Saat 20.30’da "Makina Mühendisleri Odası İzmir Şubesi Halk Müziği Korosu" tarafından "Anadolu'nun Renkli Taşları" isimli konser verilecek.
İZMİR 8 MART KADIN PLATFORMU
Bağımsız Kadın İnisiyatifi,
Çiğli Evka 2 Kadın Kültür Evi (ÇEKEV),
Demokratik Özgür Kadın Hareketi,
İzmir Kadın Dayanışma Derneği,
İzmir Amargi,
Kadın Emeği Kolektifi,
Sosyalist Feminist Kolektif,
Çağdaş Hukukçular Derneği İzmir Şubesi,
Emekçi Hareket Partili Kadınlar,
Emekçi Kadınlar Derneği,
Emek Partisi,
Ezilenlerin Sosyalist Platformu Sosyalist Kadın Meclisleri,
Halkevci Kadınlar,
İnsan Hakları Derneği,
İmece-Der,
KESK Kadın Platformu,
Özgürlük ve Dayanışma Partisi,
Öğrenci Kolektifleri,
Özgürlükçü Sol Hareket,
Sosyalist Demokrasi Partili Kadınlar,
Tekstil-Sen,
TMMOB İKK Kadın Çalışma Grubu,
Uluslararası Af Örgütü

10 Ocak 2010 Pazar

Şiddete Karşı İzmir Kadın Koordinasyonu Kuruluş Deklarasyonu



Kadınlara, LGBTT bireylere, çocuklara ve dahi kimi zaman erkeklere yönelen eril şiddet, dünyanın her tarafını cehenneme çeviriyor. Ev içinde, sokakta, okulda, kışlada, şehir meydanlarında, mecliste ve tüm kamu kurumlarında katman katman ayrımcılık ve şiddet, iliklerimize kadar her birimizi katmer katmer sömürmeye devam ediyor.

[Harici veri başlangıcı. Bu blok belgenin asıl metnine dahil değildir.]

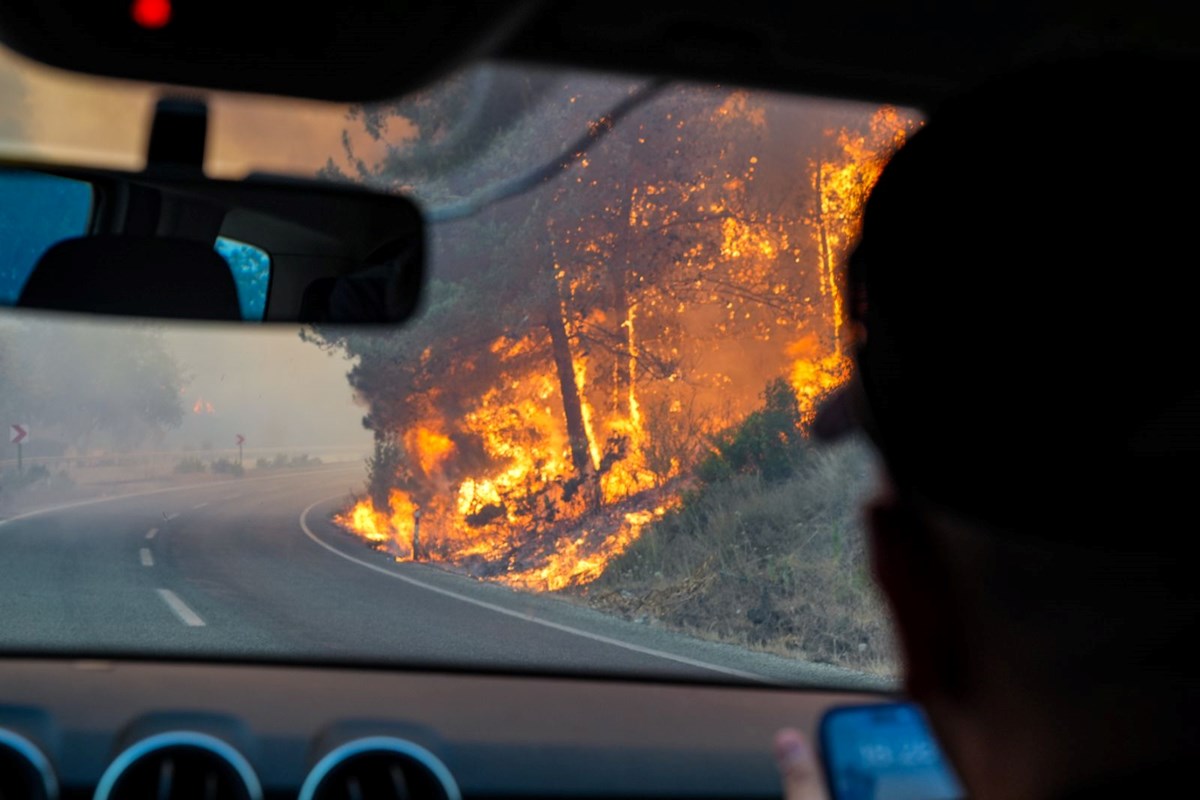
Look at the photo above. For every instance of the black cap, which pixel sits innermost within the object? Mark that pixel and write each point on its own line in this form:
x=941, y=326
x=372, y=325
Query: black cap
x=1026, y=304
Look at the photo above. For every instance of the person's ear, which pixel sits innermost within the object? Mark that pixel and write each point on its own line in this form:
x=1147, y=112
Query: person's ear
x=915, y=577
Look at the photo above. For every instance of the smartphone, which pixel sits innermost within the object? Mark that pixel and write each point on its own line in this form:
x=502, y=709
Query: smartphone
x=885, y=751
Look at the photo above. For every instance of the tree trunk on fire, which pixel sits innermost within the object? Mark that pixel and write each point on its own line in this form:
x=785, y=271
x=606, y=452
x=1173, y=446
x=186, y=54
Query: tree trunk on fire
x=573, y=405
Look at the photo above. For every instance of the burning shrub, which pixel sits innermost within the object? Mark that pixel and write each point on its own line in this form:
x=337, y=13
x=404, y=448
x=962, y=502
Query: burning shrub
x=577, y=353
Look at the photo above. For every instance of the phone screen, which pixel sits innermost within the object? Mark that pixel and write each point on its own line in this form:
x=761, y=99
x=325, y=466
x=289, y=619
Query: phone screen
x=885, y=752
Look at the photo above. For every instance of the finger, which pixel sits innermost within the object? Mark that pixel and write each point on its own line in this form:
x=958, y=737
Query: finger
x=798, y=767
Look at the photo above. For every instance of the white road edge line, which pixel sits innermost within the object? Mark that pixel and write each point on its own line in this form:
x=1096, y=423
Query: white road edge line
x=185, y=614
x=240, y=481
x=509, y=612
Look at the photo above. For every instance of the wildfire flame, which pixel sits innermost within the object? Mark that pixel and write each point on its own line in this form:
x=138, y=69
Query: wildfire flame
x=517, y=491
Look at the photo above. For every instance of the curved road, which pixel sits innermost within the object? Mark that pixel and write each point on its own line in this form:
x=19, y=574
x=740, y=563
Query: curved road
x=253, y=569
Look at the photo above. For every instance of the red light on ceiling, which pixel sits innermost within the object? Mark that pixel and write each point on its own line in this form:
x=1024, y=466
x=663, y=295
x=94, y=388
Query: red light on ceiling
x=150, y=13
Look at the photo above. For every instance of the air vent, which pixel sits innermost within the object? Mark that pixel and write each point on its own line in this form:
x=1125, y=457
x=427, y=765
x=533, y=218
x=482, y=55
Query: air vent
x=179, y=765
x=24, y=770
x=379, y=768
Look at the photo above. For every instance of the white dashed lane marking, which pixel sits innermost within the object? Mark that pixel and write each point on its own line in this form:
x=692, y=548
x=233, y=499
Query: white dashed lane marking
x=185, y=614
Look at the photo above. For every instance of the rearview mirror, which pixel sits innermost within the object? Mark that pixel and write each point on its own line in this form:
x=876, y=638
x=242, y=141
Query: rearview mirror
x=171, y=242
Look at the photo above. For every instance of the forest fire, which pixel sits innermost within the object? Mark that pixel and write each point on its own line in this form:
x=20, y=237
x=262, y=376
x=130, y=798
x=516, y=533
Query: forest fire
x=533, y=449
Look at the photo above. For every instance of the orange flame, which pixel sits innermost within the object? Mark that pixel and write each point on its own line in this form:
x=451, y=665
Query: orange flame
x=511, y=492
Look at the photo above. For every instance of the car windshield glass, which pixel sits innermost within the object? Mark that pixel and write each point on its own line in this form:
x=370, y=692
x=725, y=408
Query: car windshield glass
x=588, y=452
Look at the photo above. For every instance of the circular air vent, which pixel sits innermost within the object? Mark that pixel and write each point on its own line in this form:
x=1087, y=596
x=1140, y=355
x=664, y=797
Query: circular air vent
x=379, y=768
x=179, y=764
x=24, y=770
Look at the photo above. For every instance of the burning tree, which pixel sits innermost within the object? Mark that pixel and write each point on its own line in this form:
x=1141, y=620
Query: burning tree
x=583, y=342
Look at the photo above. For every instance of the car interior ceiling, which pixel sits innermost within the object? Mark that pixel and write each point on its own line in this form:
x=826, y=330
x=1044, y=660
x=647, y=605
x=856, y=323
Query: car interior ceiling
x=342, y=254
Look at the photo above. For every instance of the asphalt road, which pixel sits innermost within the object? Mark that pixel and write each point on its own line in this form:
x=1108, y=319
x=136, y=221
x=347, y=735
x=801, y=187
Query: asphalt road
x=253, y=569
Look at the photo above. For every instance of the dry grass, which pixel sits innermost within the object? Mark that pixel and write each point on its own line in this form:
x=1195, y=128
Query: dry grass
x=775, y=566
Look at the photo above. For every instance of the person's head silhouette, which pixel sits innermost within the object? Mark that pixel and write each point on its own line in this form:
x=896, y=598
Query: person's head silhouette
x=1025, y=300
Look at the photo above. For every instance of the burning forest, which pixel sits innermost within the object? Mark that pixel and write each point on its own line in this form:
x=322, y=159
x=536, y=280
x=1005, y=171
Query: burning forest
x=585, y=344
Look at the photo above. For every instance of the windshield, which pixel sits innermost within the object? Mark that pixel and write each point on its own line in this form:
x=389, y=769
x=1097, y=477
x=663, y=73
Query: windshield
x=588, y=452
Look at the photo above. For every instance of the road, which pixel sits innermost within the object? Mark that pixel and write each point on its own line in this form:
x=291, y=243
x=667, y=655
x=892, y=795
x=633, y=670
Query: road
x=253, y=569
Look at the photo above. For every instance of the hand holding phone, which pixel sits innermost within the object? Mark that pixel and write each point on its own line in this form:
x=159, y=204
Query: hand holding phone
x=885, y=751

Kamuoyuna “modern” “Avrupai” bir kent olarak lanse edilen İzmir de bu şiddet sarmalının çoğu zaman baş “aktörü” olarak yerini alıyor.

Kadın ve LGBTT cinayetleri, tecavüz, ev içi şiddet, gözaltında taciz, işkence ve linç olayları ile sonlandırdığımız 2009 yılı, gerek Türkiye gerekse İzmir için 2010 yılında da aynı karanlık dehlizin bizleri beklediği konusunda gerekli ipuçlarını sunuyor.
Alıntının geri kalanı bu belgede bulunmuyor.